Finding and counting irreducibles in non-UFD's seems harder to me than finding and counting primes in UFD's.
The number of primes in the UFD $\mathbb Z[\sqrt -1]$ (the gaussian integers) is about $\pi(n)$ where $\pi$ is the usual prime counting function and $n$ is the norm. In other words, the number of gaussian primes with norm at most $n$ is almost equal to $\pi(n)$.
To see this notice primes that are the Sum of 2 squares are $ 1 \mod 4$. Let the counting function of such primes be $\pi_2(n)$. It is Well known that $\pi_2(n) $ ~ $ \pi(n)/2$. The number of gaussian primes is ( ignore unit multiples ) thus $2 \pi_2(n) $ ~ $\pi(n)$.
A similar thing happens for Eisenstein integers.
How many irreducibles are there in the integral domain $\mathbb Z[\sqrt - 5]$ ?
Is it asymptotic to
$$ T_5 \pi(n) $$
Where $n$ is again the norm and $T_5$ is rational ?
Does a non-UFD imply more irreducibles than a UFD or less ... Or neither ?
Are the number of irreducibles in $\mathbb Z[\sqrt - p]$ for $p$ a prime always asymptotic of the form
$$ T_p \pi(n) $$
Where again $T_p$ is rational.
Is $T_p$ the class number ??? If so why ??
The order of magnitude for the number of irreducibles in $\mathbb{Z}[\sqrt{-5}]$ with norm up to $x$ is larger, it is:
$$\frac{x}{\log x} \log \log x$$ (I say "order of magnitude" as I am not sure about the constant; yet it is asymptotic to this with some constant.)
Yet you are right that in the UFD case it is always asymptotic to $$\frac{x}{\log x}$$
More generally, the count of irreducibles (disregarding multiplication by units) in the maximal order of a number field is of order of magnitude: $$\frac{x}{\log x} (\log \log x)^c$$ where $c$ depends on the class group (not only the class number). Specifically it is $c+1$ is the Davenport constant of the class group. In case the group is cyclic it happens to equal the order, that is the class number, but in general it will be smaller. (Note that $\mathbb{Z}[\sqrt{-p}]$ might not always be the maximal order though. But similar results exists for any order.)
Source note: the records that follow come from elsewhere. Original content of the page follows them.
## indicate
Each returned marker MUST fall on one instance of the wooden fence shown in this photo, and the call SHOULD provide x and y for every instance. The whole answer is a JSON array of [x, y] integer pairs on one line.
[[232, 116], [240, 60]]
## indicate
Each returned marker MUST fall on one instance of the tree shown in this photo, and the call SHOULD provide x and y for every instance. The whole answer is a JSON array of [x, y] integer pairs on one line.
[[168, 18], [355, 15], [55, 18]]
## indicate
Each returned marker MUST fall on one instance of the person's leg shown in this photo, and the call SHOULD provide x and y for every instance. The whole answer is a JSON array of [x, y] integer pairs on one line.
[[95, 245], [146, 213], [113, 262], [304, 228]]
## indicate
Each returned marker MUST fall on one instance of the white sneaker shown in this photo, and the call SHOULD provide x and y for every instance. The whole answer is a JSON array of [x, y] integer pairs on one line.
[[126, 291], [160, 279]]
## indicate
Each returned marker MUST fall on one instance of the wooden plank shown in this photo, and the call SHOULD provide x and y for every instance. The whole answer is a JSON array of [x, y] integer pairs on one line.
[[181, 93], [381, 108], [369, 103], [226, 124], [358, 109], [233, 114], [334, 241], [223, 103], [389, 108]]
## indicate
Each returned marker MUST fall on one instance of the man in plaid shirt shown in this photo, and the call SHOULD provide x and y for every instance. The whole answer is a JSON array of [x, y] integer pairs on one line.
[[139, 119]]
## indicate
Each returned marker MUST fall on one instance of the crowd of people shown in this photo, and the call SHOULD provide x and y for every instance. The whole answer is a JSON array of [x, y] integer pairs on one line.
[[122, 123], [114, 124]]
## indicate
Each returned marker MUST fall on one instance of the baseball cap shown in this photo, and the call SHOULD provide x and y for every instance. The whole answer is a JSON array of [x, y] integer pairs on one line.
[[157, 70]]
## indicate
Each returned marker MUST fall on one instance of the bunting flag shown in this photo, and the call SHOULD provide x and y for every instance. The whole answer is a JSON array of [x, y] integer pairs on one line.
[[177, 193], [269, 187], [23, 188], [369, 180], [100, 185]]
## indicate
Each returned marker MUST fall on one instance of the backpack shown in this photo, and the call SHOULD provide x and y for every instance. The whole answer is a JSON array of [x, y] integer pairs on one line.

To appreciate where this might come from, note that what is more uniform is the number of prime ideals. One has a total of about $$\frac{x}{\log x }$$ and they are uniformly distributed over the classes.
If you have, say, class number $2$ then you can take two nonprincipal prime ideals $P_1, P_2$ say of norm $\le \sqrt{x}$ and their product will be a principal ideal that is irreducible as a principal ideal and thus generated by an irreducible.
Or differently, the number of irreducibles of norm $\le x$ is at least the number of products of two nonprincipal ideals such that the norm is $\le x$.
And the count of those prime ideals is up to a constant like that of the prime numbers. Thus that count should correspond to the count of numbers that are the product of two prime numbers. The count of those is also (up to a constant) $$\frac{x}{\log x} \log \log x$$ See the Wikipedia page on almost primes.
If you have a more complex class group than you can have more complex products of nonprincipal prime ideal that yield an irreducible, and this further increases the order of magnitude, just like the number that are a product of at most $k$ primes is $$\frac{x}{\log x} (\log \log x)^{k-1}$$ The above mentioned Davenport constant corresponds exactly to the maximum length of such a product of prime ideals. Thus the power of the $\log \log$ is one less than this constant.
A book on algebraic number theory that deals with such things is Narkiewicz's "Elementary and Analytic Theory of Algebraic Numbers" (at least in the 2nd and 3rd edition, but likely you'd have a harder time to find the 1st edition than one of those anyway).
There is varied more specialized literature too.